Dans le secteur social et médico-social (ESSMS), le projet d’établissement ou de service est bien plus qu’un simple document administratif. Il constitue un véritable outil stratégique, au service de la qualité de l’accompagnement et du pilotage des structures.

Un cadre réglementaire renforcé

Depuis la loi du 2 janvier 2002, chaque établissement ou service médico-social a l’obligation de formaliser un projet d’établissement. Ce document définit :

  • Les objectifs de la structure
  • Son organisation
  • La qualité de l’accompagnement proposé

Il doit être révisé régulièrement (tous les 5 ans) et construit avec la participation des professionnels et des personnes accompagnées.

Au fil des réformes, la place de la qualité s’est renforcée. Le projet est aujourd’hui un document central dans les évaluations et les démarches d’amélioration continue.

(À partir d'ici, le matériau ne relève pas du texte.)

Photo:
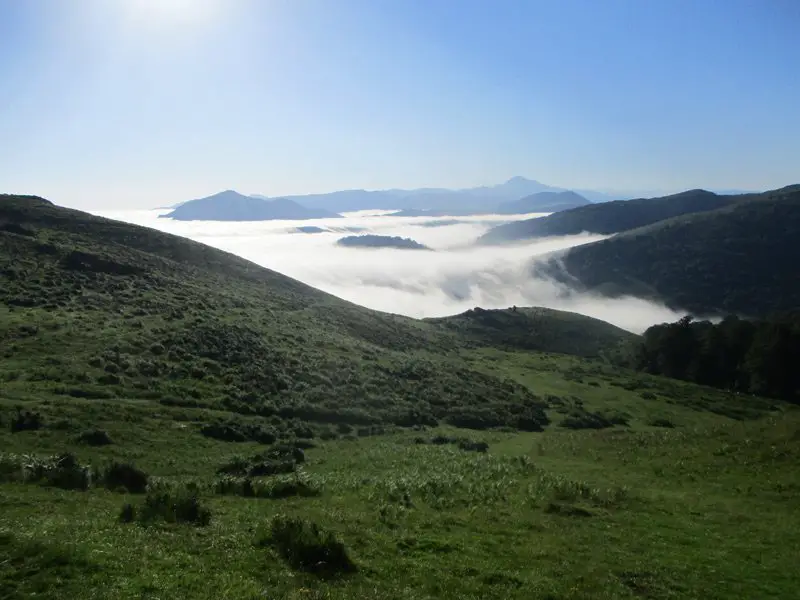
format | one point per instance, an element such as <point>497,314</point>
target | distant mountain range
<point>696,251</point>
<point>609,217</point>
<point>440,201</point>
<point>381,241</point>
<point>232,206</point>
<point>518,195</point>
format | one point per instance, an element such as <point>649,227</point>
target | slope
<point>608,217</point>
<point>543,202</point>
<point>232,206</point>
<point>134,313</point>
<point>539,329</point>
<point>180,423</point>
<point>740,259</point>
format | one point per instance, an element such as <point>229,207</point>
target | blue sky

Une démarche stratégique et collective

Construire un projet d’établissement ne se limite pas à rédiger un document. Il s’agit d’une démarche collective, structurée autour de plusieurs étapes clés :

1. Préparer la démarche

Il est essentiel de définir :

  • Un pilotage clair (direction, comité de pilotage)
  • Un calendrier
  • Les modalités de participation des équipes et partenaires

L’objectif est d’impliquer l’ensemble des acteurs dès le départ.

Analyse SWOT : forces, faiblesses, opportunités, menaces

2. Réaliser un diagnostic

Cette étape permet de dresser un état des lieux :

  • Du public accompagné et de ses besoins
  • Du territoire et des partenariats
  • De l’organisation interne et des pratiques

Des outils comme l’analyse SWOT (forces, faiblesses, opportunités, menaces) sont souvent utilisés.

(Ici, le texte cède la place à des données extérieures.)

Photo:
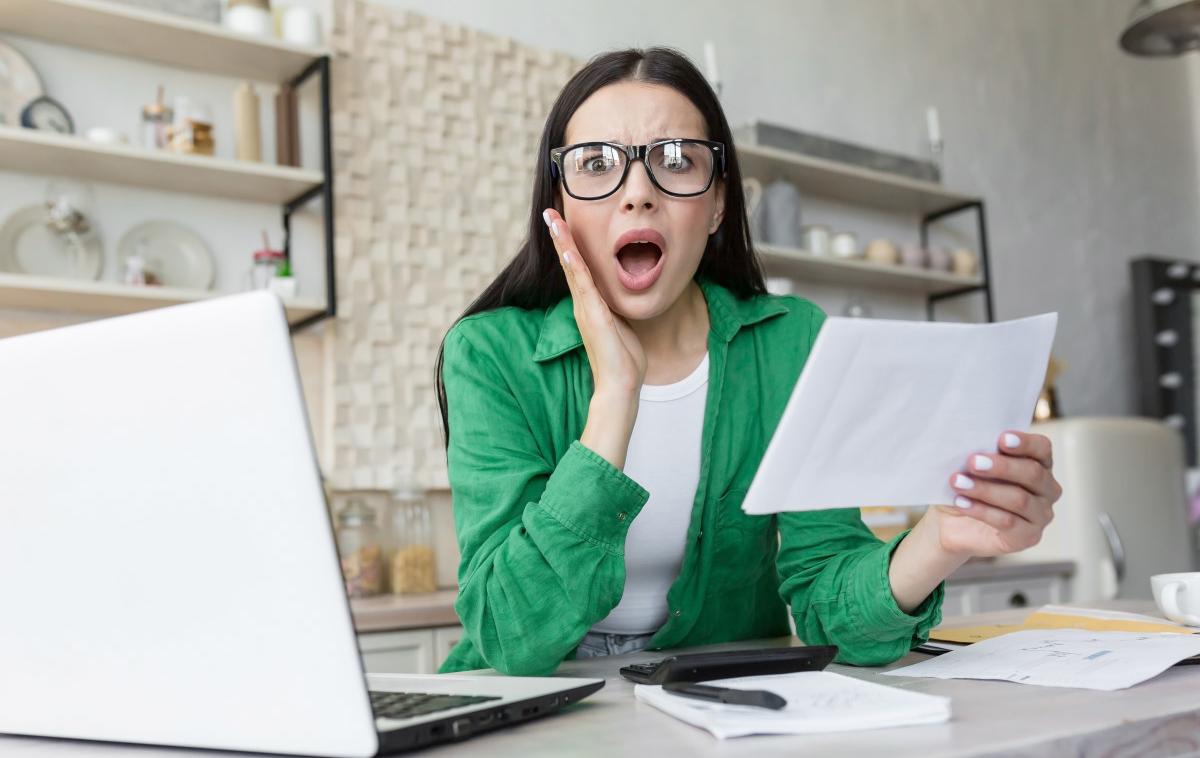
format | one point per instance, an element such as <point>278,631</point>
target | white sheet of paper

3. Définir les orientations stratégiques

À partir du diagnostic, l’établissement fixe ses priorités pour les 5 années à venir, par exemple :

  • Renforcer la participation des usagers
  • Développer l’autodétermination
  • Améliorer la qualité de vie au travail
  • Renforcer les partenariats

4. Construire un plan d’actions

Chaque orientation est traduite en actions concrètes avec :

  • Des objectifs
  • Des responsables
  • Un calendrier
  • Des indicateurs de suivi

5. Valider et diffuser le projet

Le projet doit être présenté aux instances (CVS, représentants du personnel…) puis diffusé à :

  • L’ensemble des professionnels
  • Les usagers et leurs familles
  • Les partenaires

6. Faire vivre le projet

Un projet efficace est un projet utilisé au quotidien. Il doit servir :

  • De référence pour les pratiques
  • De guide pour les décisions
  • De support à la démarche qualité

Il s’inscrit dans une logique d’amélioration continue.

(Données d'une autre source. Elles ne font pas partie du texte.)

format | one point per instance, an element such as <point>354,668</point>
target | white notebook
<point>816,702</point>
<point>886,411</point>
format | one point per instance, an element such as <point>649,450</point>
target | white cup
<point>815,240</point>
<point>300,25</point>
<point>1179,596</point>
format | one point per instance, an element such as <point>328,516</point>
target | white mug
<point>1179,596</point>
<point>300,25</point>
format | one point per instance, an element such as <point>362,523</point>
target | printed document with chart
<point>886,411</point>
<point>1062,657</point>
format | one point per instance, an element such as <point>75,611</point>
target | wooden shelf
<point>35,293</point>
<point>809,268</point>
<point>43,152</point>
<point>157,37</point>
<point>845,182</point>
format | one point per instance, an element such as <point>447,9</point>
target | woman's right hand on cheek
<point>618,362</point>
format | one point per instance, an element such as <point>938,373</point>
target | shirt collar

Un lien direct avec le référentiel HAS

Le projet d’établissement doit être cohérent avec le référentiel de la Haute Autorité de Santé (HAS), structuré autour de trois axes :

  • La personne accompagnée : respect des droits, participation, personnalisation
  • Les professionnels : pratiques, compétences, coordination
  • La gouvernance : stratégie, qualité, gestion des risques

Le projet devient ainsi un outil central de pilotage et d’évaluation.

Le décret de 2024 : des exigences renforcées

Le décret du 29 février 2024 marque une évolution importante. Il précise désormais le contenu minimal obligatoire du projet d’établissement.

Celui-ci doit notamment intégrer :

1. La coordination territoriale

Organisation des partenariats et continuité des parcours.

2. La prévention de la maltraitance

Une priorité majeure avec :

  • Des dispositifs de repérage
  • Des procédures de signalement
  • Un suivi annuel

3. L’organisation de la structure

Missions, public accueilli, professionnels, fonctionnement.

4. La qualité et l’évaluation

Objectifs d’amélioration, indicateurs, prise en compte des bonnes pratiques.

5. Des éléments spécifiques

Comme les soins palliatifs ou les engagements contractuels (CPOM).

Le décret renforce également :

  • La participation des professionnels et des usagers
  • Les obligations de diffusion et d’accessibilité du projet

Un outil au service de la qualité

Aujourd’hui, le projet d’établissement doit clairement refléter :

  • La stratégie de la structure
  • L’organisation de l’accompagnement
  • La prévention des risques
  • La démarche qualité

Il devient ainsi un levier essentiel de pilotage et de transformation.

Conclusion

Le projet d’établissement ne doit plus être perçu comme une contrainte réglementaire. Il s’agit avant tout d’une opportunité stratégique pour :

  • Structurer les pratiques
  • Fédérer les équipes
  • Améliorer la qualité de l’accompagnement

En impliquant l’ensemble des acteurs et en s’inscrivant dans une dynamique d’amélioration continue, il permet de donner du sens à l’action des ESSMS et de répondre au mieux aux besoins des personnes accompagnées.